Non le sembra strano che la Russia abbia dapprima negato, nel modo più assoluto, un attacco, e poi l’abbia confermato ridimensionandone la tipologia?
“La Russia, per quanto ho letto, ha negato che un attacco chimico contro la popolazione vi sia stato e ha invece sostenuto che l’aviazione siriana abbia distrutto un deposito di materiale chimico appartenente ai ribelli islamici anti Assad. La qual cosa è plausibile”.
Ha un’idea su come possano essere dante davvero le cose, quel giorno?
“I 72 morti potrebbero essere vittime dei vapori tossici sprigionati dalla combustione del materiale chimico distrutto. Che è cosa ben diversa che parlare di un attacco diretto alla popolazione civile con l’impiego di Sarin. Dal punto di vista militare e per il diritto internazionale, in questo caso, si potrebbe parlare di “vittime collaterali” di un attacco aereo siriano contro una infrastruttura ribelle (potenzialmente utilizzata per produrre “bombe sporche”). Un po’ come le vittime delle bombe intelligenti americane in Iraq, quando si dimenticano di essere “intelligenti”. Ma prima di tutto andrebbe stabilito se davvero parliamo di aggressione chimica o no e per questo non vedo altro modo che procedere con una commissione d’inchiesta che coinvolga le Nazioni Unite”.
A prescindere da questo evento specifico, l’utilizzo di armi chimiche è un’eventualità così concreta nel conflitto siriano?

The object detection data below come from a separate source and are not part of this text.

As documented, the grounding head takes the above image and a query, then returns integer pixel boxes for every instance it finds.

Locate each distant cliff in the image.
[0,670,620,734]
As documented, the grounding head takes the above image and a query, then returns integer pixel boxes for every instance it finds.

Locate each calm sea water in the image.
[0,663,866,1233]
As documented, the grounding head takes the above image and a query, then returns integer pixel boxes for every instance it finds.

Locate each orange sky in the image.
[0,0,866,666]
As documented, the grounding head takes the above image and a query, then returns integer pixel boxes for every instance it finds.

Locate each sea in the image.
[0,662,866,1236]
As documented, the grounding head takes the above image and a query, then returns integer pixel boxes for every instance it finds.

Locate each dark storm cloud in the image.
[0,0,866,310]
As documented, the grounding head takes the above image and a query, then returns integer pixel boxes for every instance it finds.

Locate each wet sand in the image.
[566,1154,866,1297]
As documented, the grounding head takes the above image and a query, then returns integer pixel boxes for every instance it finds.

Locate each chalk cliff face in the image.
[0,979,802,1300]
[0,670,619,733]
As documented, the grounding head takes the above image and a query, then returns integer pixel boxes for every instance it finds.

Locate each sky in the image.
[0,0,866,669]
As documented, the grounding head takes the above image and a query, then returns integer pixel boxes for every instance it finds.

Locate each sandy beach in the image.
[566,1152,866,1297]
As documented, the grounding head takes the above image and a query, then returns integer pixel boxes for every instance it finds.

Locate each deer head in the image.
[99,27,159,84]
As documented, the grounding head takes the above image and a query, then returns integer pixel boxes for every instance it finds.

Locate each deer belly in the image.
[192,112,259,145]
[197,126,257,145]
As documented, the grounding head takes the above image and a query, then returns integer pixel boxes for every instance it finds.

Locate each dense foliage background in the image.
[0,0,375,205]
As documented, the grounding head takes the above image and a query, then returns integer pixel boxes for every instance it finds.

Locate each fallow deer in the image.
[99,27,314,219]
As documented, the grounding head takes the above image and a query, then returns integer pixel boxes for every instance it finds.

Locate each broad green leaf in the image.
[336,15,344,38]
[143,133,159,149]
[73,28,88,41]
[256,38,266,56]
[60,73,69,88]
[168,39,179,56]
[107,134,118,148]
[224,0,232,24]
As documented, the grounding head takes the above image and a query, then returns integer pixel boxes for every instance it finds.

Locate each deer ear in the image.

“L’utilizzo di armi chimiche convenzionali non mi sembra una opzione concreta in quanto l’unico attore che potrebbe usarle, Assad, non solo non ne possiede più (fu l’amministrazione Obama a confermare al mondo che in Siria non esistevano armi chimiche dopo i fatti del 2013) ma, anche se ne avesse ancora o se le facesse fornire dai Russi, non avrebbe alcun interesse strategico ad usarle. Assad ha praticamente vinto contro Isis e Al Qaeda e la guerra sta giungendo al termine. Semmai potrebbero essere le frange jihadiste e i loro finanziatori a voler screditare il regime di Assad, creando una situazione esplosiva volta a riaprire la partita. Magari con il coinvolgimento diretto di chi ha la potenza militare necessaria a ribaltare le sorti decise dal campo di battaglia.
“Difficile stabilire come siano davvero le cose a Khan Sheikhoun, alle sei del mattino di quel 4 aprile. Per chiarirlo, occorrerà istituire una commissione d’inchiesta in grado di fare chiarezza: in nome di quelle 72 vittime e di una verità su cui pende un equilibrio fin troppo instabile”.